Un tempo si insisteva molto sul contrario: si parlava di “cristiani anomimi”, ovvero di atei dichiarati che in realtà erano cristiani a motivo della prassi, della loro supposta buona volontà, che avrebbero agito in buona fede, da cristiani, senza saperlo e senza ricorrere a un Dio non conosciuto per nome ma conservato come presenza dentro di sé. A coniare questa definizione fu il gesuita Karl Rahner, una delle colonne portanti del pensiero cattoprogressista del XX secolo, cui Fontana ha dedicato attenti studi e che anche in questo volume analizza per rintracciare le derive di questa deriva all’interno della Chiesa. Siamo passati dai cristiani anonimi agli atei anonimi, cioè cristiani – magari anche praticanti – atei di fatto. Sono coloro che vivono come se Dio non ci fosse, e di conseguenza non sanno neppure comunicare in modo efficace le loro ragioni.

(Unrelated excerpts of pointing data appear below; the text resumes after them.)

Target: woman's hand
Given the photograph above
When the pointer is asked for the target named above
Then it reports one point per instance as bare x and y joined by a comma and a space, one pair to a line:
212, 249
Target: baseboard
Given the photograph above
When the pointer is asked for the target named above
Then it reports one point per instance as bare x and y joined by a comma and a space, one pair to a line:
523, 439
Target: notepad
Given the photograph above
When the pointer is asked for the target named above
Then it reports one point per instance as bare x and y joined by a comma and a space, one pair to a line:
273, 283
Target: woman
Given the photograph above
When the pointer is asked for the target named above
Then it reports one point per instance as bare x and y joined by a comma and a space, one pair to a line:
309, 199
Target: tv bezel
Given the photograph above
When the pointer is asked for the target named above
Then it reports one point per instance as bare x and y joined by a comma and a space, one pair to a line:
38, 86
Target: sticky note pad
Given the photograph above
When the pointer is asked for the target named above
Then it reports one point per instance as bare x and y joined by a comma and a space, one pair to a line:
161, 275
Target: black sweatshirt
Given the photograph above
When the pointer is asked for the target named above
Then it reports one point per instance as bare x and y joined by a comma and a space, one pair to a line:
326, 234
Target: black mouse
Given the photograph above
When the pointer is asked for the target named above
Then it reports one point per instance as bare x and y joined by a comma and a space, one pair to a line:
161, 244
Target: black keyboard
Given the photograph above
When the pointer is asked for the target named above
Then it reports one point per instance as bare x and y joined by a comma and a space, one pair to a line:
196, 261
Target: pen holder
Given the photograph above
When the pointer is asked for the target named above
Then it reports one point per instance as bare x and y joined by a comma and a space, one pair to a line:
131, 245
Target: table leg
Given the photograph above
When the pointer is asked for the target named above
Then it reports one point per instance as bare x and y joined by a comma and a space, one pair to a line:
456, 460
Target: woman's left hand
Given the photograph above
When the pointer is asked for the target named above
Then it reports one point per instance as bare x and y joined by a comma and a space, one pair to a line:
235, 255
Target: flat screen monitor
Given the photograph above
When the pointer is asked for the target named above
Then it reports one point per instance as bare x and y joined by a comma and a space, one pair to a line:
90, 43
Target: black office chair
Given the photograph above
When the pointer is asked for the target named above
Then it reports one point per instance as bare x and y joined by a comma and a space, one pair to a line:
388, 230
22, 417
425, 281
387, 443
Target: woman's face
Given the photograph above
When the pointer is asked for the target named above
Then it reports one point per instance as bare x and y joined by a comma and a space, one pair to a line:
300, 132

D’altra parte, sentiamo continuamente ripetere anche dalle gerarchie ecclesiastiche che la Chiesa non deve più insegnare, ma solo accompagnare. Deve parlare “un linguaggio moderno”, ma è proprio il linguaggio moderno, come ricorda Fontana, che rende assurdo ciò che la Chiesa dice. Bisogna, piuttosto, tornare a insegnare una filosofia e un linguaggio tradizionali, cioè gli strumenti che rendono sensate le leggi morali e religiose.

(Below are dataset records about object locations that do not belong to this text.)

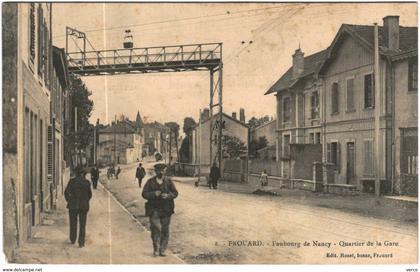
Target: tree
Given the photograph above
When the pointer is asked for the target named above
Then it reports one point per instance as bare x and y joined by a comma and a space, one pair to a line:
256, 122
174, 128
185, 152
189, 125
232, 147
256, 145
82, 106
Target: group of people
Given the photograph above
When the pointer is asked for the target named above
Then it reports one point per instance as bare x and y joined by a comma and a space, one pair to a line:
159, 191
111, 172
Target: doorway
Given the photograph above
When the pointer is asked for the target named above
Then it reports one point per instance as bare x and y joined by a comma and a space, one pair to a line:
350, 163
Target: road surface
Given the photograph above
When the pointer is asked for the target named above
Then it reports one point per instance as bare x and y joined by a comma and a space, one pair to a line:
213, 226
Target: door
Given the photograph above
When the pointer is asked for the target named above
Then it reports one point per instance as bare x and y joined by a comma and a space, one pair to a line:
350, 163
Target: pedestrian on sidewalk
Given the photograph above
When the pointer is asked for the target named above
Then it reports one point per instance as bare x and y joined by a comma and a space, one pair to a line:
94, 175
214, 176
160, 193
264, 178
140, 174
77, 195
118, 172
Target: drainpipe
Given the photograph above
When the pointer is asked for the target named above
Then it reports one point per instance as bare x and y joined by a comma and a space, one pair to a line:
392, 86
377, 110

Noi viviamo in un contesto culturale costruito per raggiungere l’obiettivo di cancellare prima la legge naturale e poi quella divina. La filosofia moderna è nata con lo scopo di togliere ai cristiani gli strumenti filosofici e linguistici che permettono di costruire una barriera difensiva intorno alla legge naturale. La legge naturale risplende in tutta la sua verità ed evidenza semplicemente utilizzando un pensiero di tipo metafisico. Sollevando lo sguardo dalla materia, vediamo che la realtà è un insieme meravigliosamente ordinato e finalistico; il bene è quindi ciò che porta verso il fine, il male ciò che allontana da esso. Il principio che dà senso e ordine alla realtà è il Logos (che i cattolici sanno incarnato in Gesù); l’insieme delle leggi che permette la realtà come la vediamo è la legge naturale; l’uomo percepisce la legge naturale sotto forma di leggi morali e religiose; le leggi morali e religiose hanno, tra le loro conseguenze, la difesa dei più deboli.
Pertanto, facendo la scelta di accettare il contesto filosofico e linguistico attuale, la morale tradizionale diventa assurda e non trasmissibile. Il contesto è stato creato apposta per ottenere questo effetto. Questo è il motivo per cui si può verificare qualcosa di apparentemente assurdo come il fenomeno dell’ateismo cattolico. Un ateismo pratico, che diventa anche teorico, a causa del venir meno di una filosofia cristiana e persino di una teologia cattolica. Come diceva Chesterton, prima ancora che subire un tracollo morale, il mondo moderno ha subìto un tracollo mentale.